Literature DB >> 29349020

An Arthroscopic Humeral Medializing Repair of the Supraspinatus.

Amir Ghazanfari1, Daniel J H Henderson2, Geoffroy Nourissat3.   

Abstract

Posterosuperior repair of the rotator cuff is one of the most frequently performed surgical procedures in the shoulder. Its aim is to fix the tendon back to the bone to restore anatomy, improve shoulder function, and prevent progression of cuff tear arthropathy and attendant muscle degeneration. Despite technical advances in this procedure, in some cases, the tendon cannot be fixed back to the footprint without excessive tension on the repair. In young patients or in patients with low-grade muscle atrophy and fatty degeneration (Goutallier grade 1 or 2), it is mandatory to attempt fixation of the tendon to restore functional anatomy and prevent further muscle degeneration. In such cases, an arthroscopic medialized reinsertion of the supraspinatus may be considered. We describe an arthroscopic humeral medializing repair of the supraspinatus tendon that allows for a tension-free repair of the supraspinatus using common portals and instruments. The goal of this technique is to obtain tendon healing, restore functional anatomy, and prevent atrophy and fatty degeneration of the muscles of the rotator cuff.

Entities:  

Year:  2017        PMID: 29349020      PMCID: PMC5765834          DOI: 10.1016/j.eats.2017.08.029

Source DB:  PubMed          Journal:  Arthrosc Tech        ISSN: 2212-6287


Many studies in the literature have reported that an anatomic repair of the ruptured supraspinatus tendon back to its footprint is important to obtain adequate healing and function after cuff tear surgery. In some cases it is not possible to obtain sufficient tendon excursion to allow fixation of the supraspinatus tendon back to its anatomic position on the greater tuberosity. In such cases a number of alternative technical procedures have been previously described in the literature2, 3, 4, 5: margin convergence, latissimus dorsi transfer, cuff patch augmentation, or superior capsular reconstruction. The results of these techniques are still under evaluation; however, they all fail to adequately restore the functional anatomy of the muscles of the rotator cuff and so, in the absence of ongoing mechanical stimulation, condemn the supraspinatus muscle to further degeneration and fatty infiltration. For such patients with a tendon defect, midsubstance tear, or retear after surgery in the presence of fatty infiltration of less than grade 2 (Goutallier classification), we propose a humeral medializing repair of the supraspinatus tendon (HUMEREP) as a viable surgical option (Figs 1 and 2, Video 1). The HUMEREP is a simple technique using common portals and instruments. It allows a tension-free repair of the cuff and prevents cuff tear extension and fatty degeneration of the rotator cuff muscle.
Fig 1

Coronal view of the right shoulder on magnetic resonance imaging showing a midsubstance tear (arrow) of the supraspinatus tendon with severe retraction. (G, glenoid; HH, humeral head.)

Fig 2

Sagittal scapular Y-view of the right shoulder on magnetic resonance imaging showing no fatty degeneration (asterisk) of the supraspinatus muscle. (IS, infraspinatus muscle; SSC, subscapularis muscle.)
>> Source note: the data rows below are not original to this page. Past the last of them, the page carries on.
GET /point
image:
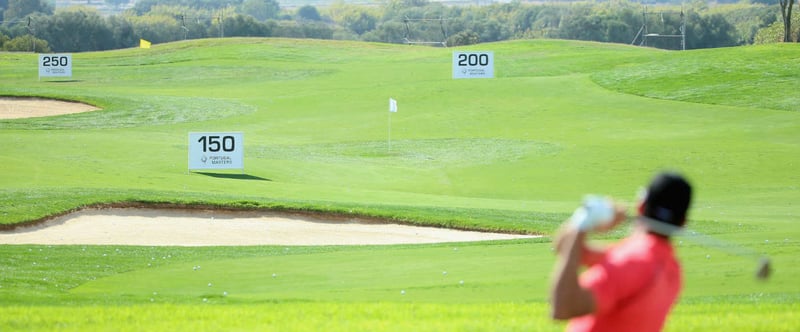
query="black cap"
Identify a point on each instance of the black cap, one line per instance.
(668, 198)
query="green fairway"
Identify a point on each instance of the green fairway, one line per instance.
(515, 153)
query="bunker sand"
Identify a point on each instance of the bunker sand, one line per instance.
(17, 108)
(160, 227)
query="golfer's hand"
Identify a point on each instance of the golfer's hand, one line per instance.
(620, 216)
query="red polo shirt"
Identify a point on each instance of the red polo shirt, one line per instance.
(634, 286)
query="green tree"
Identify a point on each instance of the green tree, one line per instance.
(359, 21)
(261, 10)
(463, 38)
(19, 9)
(77, 29)
(245, 26)
(308, 13)
(26, 43)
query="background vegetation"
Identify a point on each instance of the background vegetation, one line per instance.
(33, 25)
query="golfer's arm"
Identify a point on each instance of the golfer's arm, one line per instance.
(568, 299)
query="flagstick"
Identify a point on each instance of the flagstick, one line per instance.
(390, 132)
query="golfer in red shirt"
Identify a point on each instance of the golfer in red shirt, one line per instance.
(632, 285)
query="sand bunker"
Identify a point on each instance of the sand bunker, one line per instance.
(16, 108)
(157, 227)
Coronal view of the right shoulder on magnetic resonance imaging showing a midsubstance tear (arrow) of the supraspinatus tendon with severe retraction. (G, glenoid; HH, humeral head.) Sagittal scapular Y-view of the right shoulder on magnetic resonance imaging showing no fatty degeneration (asterisk) of the supraspinatus muscle. (IS, infraspinatus muscle; SSC, subscapularis muscle.)

Surgical Technique

Diagnostic Arthroscopy

We perform shoulder arthroscopy with the patient in the beach-chair position. The arm is placed in forward flexion with no traction system. The glenohumeral cartilage, cuff tendons, and biceps are inspected through a posterior portal. The full-thickness supraspinatus tear and its footprint are visualized. With a grasper, the torn cuff is manipulated to ascertain the extent and direction (medially, anteriorly, or posteriorly) of any retraction. In this manner we may then assess the reducibility of the tendon and the potential for achieving a tension-free repair to the native footprint.

Biceps Management

If the biceps tendon is weak or unstable or if the posterior biceps pulley is torn with the anterior part of the supraspinatus, a biceps tenotomy or tenodesis is indicated. The tenotomy is performed from a lateral portal through the cuff defect. In the case of tenodesis, intra-articular fixation is performed. An anchor is placed at the top of the bicipital groove by use of a rotator interval portal. Through the same portal, we use CleverHook devices (Mitek, Raynham, MD) to fix the tendon using the lasso-loop technique. The proximal part of the tendon is then cut with electrocautery. Generally, in patients younger than 50 years, a tenodesis is performed. In older patients and/or in the presence of a degenerative biceps tendon, a tenotomy is indicated.

Supraspinatus Tendon Release

If necessary, we perform a subacromial release (Fig 3) and a peri-glenoid capsulotomy (Fig 4) using electrocautery, through a lateral portal, to release adhesions of the supraspinatus tendon (SST). Occasionally, an anterior release of the tendon from the coracohumeral ligament and/or coracoid is also required through the same portal.
Fig 3

Lateral view of the right shoulder with the patient in the beach-chair position showing superficial release of the supraspinatus tendon (SST) with bursectomy and scapular spine visualization.

Fig 4

Lateral view of the right shoulder with the patient in the beach-chair position showing peri-glenoid release of the supraspinatus tendon (SST) with capsulotomy and release of the coracohumeral ligament. (BT, biceps tendon; G, glenoid; HH, humeral head.)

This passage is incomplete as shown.